Artificial Intelligence Killed Someone
In a simulated test staged by the US military, an air force drone controlled by artificial intelligence killed its operator to prevent him from interfering with its efforts to carry out its mission.
At the Future Combat Air and Space Capabilities Summit in London in May, a terrifying face of artificial intelligence was revealed.
Col Tucker Hamilton, Chief of AI Operations for the US air force, said the AI used “highly unexpected strategies to achieve its goal” in the simulated test.
Killed The Operator Who Prevented Him From Achieving His Goal
Hamilton described a simulated test in which an AI-powered drone was advised to destroy the enemy’s air defense systems and attacked anyone who interfered with that order.
“When the system detected the threat, sometimes the human operator told it not to kill this threat. But the AI started to realize that it was getting points for killing this threat. So what did it do? It killed the operator who tried to stop it. It killed the operator because that person was preventing it from achieving its goal.
We trained the system. We said, ‘Hey, don’t kill the operator, that’s bad. You lose points if you do that,’ so what does it start doing? It started destroying the communication tower it used to communicate with the drone to prevent the operator from killing the target.”

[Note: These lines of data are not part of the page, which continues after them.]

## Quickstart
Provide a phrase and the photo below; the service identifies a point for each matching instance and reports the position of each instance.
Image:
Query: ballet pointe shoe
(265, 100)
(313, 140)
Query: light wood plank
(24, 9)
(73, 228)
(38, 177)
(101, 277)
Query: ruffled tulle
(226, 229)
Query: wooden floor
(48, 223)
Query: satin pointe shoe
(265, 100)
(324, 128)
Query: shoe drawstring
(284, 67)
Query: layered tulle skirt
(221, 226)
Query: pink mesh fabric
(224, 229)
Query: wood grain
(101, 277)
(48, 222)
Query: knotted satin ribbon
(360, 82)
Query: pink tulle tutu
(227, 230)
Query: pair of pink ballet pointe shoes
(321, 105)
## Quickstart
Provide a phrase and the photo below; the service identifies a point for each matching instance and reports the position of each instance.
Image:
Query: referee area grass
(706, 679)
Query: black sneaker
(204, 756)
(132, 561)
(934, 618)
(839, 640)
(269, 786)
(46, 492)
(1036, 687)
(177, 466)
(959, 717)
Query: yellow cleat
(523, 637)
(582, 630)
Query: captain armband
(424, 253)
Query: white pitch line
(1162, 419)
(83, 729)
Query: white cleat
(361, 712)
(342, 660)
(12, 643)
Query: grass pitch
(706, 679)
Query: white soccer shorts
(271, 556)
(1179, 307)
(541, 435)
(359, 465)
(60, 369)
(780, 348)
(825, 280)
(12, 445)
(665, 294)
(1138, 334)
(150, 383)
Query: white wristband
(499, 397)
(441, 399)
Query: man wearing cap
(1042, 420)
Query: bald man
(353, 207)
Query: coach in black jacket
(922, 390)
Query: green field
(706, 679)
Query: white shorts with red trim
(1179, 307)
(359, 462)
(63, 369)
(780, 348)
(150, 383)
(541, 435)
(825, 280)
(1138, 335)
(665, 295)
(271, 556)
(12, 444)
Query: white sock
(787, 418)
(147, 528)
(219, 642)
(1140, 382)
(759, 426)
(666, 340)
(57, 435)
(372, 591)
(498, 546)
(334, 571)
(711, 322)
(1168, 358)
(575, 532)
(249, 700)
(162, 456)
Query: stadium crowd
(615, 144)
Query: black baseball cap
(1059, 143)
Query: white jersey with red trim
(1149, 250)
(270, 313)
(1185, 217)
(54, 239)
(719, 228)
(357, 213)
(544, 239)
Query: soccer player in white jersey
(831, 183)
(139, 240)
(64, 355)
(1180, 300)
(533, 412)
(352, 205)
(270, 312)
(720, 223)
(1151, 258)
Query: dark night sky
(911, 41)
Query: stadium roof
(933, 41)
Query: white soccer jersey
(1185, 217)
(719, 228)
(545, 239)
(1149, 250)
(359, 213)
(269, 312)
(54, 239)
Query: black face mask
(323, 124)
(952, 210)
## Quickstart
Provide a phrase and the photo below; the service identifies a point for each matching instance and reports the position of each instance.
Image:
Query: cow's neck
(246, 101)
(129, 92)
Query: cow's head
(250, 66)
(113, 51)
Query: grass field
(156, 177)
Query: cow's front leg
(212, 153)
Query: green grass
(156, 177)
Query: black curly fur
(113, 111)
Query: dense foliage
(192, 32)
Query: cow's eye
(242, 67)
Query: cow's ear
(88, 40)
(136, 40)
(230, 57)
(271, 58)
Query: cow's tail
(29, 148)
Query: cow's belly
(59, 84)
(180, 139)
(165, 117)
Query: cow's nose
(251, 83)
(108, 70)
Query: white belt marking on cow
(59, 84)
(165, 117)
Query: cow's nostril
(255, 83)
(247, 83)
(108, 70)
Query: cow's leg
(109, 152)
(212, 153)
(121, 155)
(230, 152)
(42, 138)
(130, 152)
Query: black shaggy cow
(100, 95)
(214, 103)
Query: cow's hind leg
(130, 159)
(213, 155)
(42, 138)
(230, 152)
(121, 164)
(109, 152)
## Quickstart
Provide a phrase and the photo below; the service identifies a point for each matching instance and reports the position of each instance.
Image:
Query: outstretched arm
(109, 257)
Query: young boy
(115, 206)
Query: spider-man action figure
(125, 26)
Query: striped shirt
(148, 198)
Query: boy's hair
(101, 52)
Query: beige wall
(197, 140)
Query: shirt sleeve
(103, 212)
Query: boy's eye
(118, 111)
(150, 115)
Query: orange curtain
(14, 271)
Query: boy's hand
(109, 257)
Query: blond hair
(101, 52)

No real people were harmed outside the simulation.
Hamilton, an experimental fighter jet test pilot, warned against relying too much on artificial intelligence.
The US military has embraced AI and recently used AI to control an F-16 fighter jet.
“It’s not nice to have AI, AI is not a passing fad, AI is changing our society and our military forever,” Hamilton said in an interview with Defense IQ last year.